Great question Ken. It is the second one. So it would be 15% of total household income… not 30%.
So if your wife had a balance of 30k on her student loans and you owed 10k, and we use your $800 number for your household, your monthly payments would be $200, and your wife would be $600 because she has a balance triple yours. If you each have the same amount of debt, your payments would each be $400.
I have mandatory retirement taken out. How come that is not factored into discretionary income? In bankruptcy it is factored in. I’m in the process of recertifying my IBR. Nelnet has increased my payments by $140 a month, even though I make the exact same amount of money! They are using a paystub, instead of AGI. Is AGI better?

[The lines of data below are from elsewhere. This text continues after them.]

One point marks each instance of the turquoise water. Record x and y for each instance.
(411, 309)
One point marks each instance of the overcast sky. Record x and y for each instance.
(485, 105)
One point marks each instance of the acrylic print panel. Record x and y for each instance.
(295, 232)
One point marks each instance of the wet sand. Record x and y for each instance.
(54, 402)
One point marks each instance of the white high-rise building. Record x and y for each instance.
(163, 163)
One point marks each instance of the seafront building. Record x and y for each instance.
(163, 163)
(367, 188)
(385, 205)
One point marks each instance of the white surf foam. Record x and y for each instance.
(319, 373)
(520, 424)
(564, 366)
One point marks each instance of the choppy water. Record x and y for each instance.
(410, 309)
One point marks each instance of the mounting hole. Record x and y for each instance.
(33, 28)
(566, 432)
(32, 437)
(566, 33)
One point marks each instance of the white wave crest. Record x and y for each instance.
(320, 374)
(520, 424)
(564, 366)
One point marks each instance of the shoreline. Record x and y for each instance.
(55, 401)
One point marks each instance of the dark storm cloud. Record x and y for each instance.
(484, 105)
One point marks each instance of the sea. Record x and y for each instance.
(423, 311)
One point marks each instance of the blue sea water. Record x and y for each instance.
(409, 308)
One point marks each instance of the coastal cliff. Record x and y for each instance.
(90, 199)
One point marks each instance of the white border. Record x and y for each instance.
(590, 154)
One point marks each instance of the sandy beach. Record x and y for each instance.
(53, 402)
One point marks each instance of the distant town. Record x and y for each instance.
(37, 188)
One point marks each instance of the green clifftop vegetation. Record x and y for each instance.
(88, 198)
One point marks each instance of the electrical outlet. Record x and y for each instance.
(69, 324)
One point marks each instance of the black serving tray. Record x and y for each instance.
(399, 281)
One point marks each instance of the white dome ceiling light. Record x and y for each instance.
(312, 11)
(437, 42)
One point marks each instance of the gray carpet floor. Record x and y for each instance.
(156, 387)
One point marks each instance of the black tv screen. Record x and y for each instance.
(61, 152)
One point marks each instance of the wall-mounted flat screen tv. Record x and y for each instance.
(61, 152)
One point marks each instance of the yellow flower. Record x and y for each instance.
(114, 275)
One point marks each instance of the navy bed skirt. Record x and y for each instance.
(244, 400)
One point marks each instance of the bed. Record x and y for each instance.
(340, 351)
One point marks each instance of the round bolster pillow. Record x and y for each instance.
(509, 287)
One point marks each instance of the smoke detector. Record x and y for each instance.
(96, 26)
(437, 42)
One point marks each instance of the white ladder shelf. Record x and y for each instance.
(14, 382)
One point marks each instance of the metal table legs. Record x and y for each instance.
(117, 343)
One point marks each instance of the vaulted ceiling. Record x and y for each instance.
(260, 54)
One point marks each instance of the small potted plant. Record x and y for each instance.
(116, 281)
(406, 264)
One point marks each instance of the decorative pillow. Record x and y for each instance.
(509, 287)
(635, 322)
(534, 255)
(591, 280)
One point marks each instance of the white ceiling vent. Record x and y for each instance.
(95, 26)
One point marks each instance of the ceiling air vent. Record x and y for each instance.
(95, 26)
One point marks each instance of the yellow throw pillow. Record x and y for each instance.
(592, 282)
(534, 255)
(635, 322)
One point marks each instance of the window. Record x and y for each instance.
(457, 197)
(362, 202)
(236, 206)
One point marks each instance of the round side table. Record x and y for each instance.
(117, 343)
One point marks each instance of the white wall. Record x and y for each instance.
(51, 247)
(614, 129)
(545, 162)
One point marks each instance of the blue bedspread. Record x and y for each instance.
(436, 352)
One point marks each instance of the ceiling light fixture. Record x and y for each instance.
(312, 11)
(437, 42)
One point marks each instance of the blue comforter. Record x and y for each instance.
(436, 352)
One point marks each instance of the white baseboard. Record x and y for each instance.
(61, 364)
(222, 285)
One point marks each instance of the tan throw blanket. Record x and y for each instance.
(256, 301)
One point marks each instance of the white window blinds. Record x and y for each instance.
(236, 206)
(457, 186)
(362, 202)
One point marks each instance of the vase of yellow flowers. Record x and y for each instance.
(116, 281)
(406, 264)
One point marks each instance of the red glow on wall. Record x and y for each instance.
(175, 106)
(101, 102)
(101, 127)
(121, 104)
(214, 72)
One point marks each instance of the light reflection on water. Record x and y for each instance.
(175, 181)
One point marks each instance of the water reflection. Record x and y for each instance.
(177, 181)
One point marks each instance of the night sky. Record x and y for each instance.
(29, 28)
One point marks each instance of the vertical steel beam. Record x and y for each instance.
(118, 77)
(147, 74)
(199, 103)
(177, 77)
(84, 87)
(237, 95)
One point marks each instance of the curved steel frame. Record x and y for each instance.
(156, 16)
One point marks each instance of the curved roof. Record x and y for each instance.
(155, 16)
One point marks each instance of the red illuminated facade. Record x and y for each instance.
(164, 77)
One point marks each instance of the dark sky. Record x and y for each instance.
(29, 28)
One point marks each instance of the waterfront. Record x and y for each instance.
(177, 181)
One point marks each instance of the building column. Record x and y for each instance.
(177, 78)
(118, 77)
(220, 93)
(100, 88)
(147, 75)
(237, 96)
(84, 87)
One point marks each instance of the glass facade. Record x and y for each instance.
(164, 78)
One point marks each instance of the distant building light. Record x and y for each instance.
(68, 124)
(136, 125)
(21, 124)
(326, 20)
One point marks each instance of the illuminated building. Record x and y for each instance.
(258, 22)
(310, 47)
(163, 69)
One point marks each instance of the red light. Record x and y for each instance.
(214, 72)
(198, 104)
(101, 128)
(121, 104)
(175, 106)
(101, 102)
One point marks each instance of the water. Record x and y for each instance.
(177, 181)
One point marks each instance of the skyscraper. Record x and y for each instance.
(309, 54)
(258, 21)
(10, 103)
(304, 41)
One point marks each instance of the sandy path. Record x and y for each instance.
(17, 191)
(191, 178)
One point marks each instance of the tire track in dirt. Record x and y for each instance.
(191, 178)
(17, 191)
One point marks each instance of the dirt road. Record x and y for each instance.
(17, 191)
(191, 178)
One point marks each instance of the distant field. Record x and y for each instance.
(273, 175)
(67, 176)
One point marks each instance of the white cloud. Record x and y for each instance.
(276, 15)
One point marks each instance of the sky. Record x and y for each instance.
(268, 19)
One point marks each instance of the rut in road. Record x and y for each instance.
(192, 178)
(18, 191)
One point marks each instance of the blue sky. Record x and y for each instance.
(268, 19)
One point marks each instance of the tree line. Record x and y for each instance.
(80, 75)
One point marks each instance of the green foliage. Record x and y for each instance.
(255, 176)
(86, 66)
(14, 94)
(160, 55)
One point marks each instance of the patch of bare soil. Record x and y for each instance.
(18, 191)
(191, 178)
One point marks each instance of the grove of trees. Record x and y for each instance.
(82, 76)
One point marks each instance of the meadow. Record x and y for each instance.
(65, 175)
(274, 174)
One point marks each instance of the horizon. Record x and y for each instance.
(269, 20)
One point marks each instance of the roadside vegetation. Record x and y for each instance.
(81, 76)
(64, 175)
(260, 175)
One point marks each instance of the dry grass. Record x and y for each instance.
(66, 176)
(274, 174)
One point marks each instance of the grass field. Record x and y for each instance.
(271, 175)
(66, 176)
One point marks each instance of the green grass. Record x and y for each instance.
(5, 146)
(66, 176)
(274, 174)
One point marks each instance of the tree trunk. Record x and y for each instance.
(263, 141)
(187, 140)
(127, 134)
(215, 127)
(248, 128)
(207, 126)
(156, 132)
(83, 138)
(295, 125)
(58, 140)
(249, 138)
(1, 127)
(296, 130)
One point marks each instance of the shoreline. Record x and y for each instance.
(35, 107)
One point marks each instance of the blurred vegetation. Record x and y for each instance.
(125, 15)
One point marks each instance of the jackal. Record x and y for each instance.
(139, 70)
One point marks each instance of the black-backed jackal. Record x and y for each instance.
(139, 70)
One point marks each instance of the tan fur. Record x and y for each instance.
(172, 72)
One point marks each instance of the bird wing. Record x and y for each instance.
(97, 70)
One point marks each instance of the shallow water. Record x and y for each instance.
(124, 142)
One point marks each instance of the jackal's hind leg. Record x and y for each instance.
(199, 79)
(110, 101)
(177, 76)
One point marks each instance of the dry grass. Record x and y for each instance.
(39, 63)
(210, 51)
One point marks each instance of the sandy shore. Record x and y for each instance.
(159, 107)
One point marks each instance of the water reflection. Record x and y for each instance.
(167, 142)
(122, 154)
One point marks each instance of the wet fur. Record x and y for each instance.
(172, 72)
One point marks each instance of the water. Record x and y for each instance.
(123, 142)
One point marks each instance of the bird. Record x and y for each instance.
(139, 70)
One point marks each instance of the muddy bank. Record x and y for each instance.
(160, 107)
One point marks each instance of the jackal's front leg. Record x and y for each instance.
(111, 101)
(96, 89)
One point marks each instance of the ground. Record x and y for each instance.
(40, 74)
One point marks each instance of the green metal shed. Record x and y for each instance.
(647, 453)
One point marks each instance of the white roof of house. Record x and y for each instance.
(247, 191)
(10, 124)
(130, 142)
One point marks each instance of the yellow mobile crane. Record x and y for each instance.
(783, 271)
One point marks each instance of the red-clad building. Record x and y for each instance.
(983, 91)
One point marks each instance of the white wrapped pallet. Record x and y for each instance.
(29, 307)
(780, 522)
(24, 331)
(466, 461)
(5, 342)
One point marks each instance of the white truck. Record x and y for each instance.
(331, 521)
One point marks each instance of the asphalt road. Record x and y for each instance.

Suppose I am retired on an IBR loan repayment, and then decide to go back to work for awhile. Do I report my income when I begin working, or when I need to re-qualify in the Spring? Or will I owe more for the months that I worked while on the old plan?
The IBR certifications are done on a yearly basis. Next time your IBR payments are calculated the extra income will be picked up because it will appear on your most recent tax return.
“Suppose your housed size is 3 and you make $42,135 per year.”
Say this is the income of the person with the student loans; but the spouse also has income of $57,865. The combined income is $100,000 per year.
Would discretionary income then be calculated based on the combined income of $100,000?
Or only the $42,135 income of the person with the loans?
Is this where filing jointly vs separately can make a difference?
I found this answer to your question. Hope this helps!
Married persons on REPAYE will have their spouses income count towards their monthly payment, regardless of whether or not the filed their taxes jointly or separately. This is a change from PAYE and IBR where separate filers income is not included.
That is correct. The repayment plan you select and how you file your taxes can both impact whether or not spousal income is included in discretionary income.
I did some extra research. I live in Texas which has community property. This means roughly that half of what each spouse makes goes to the other — and when you file taxes separately, the difference between the individual’s income and what corresponds due to community property is adjusted as more profit or loss.
For example: husband makes $40,000 and is paying back student loans though IBR. Wife makes $100,000 and has no debt. Under community property rules they made $140,000 ($70,000 for each) so the husband must adjust his income +$30,000 in order to make the difference. Wife adjusts -$30,000.
When discretionary income is calculated for IBR, it will be done considering $70,000 as the income, not $40,000.
Needless to say, this increases IBR payments significantly in my example.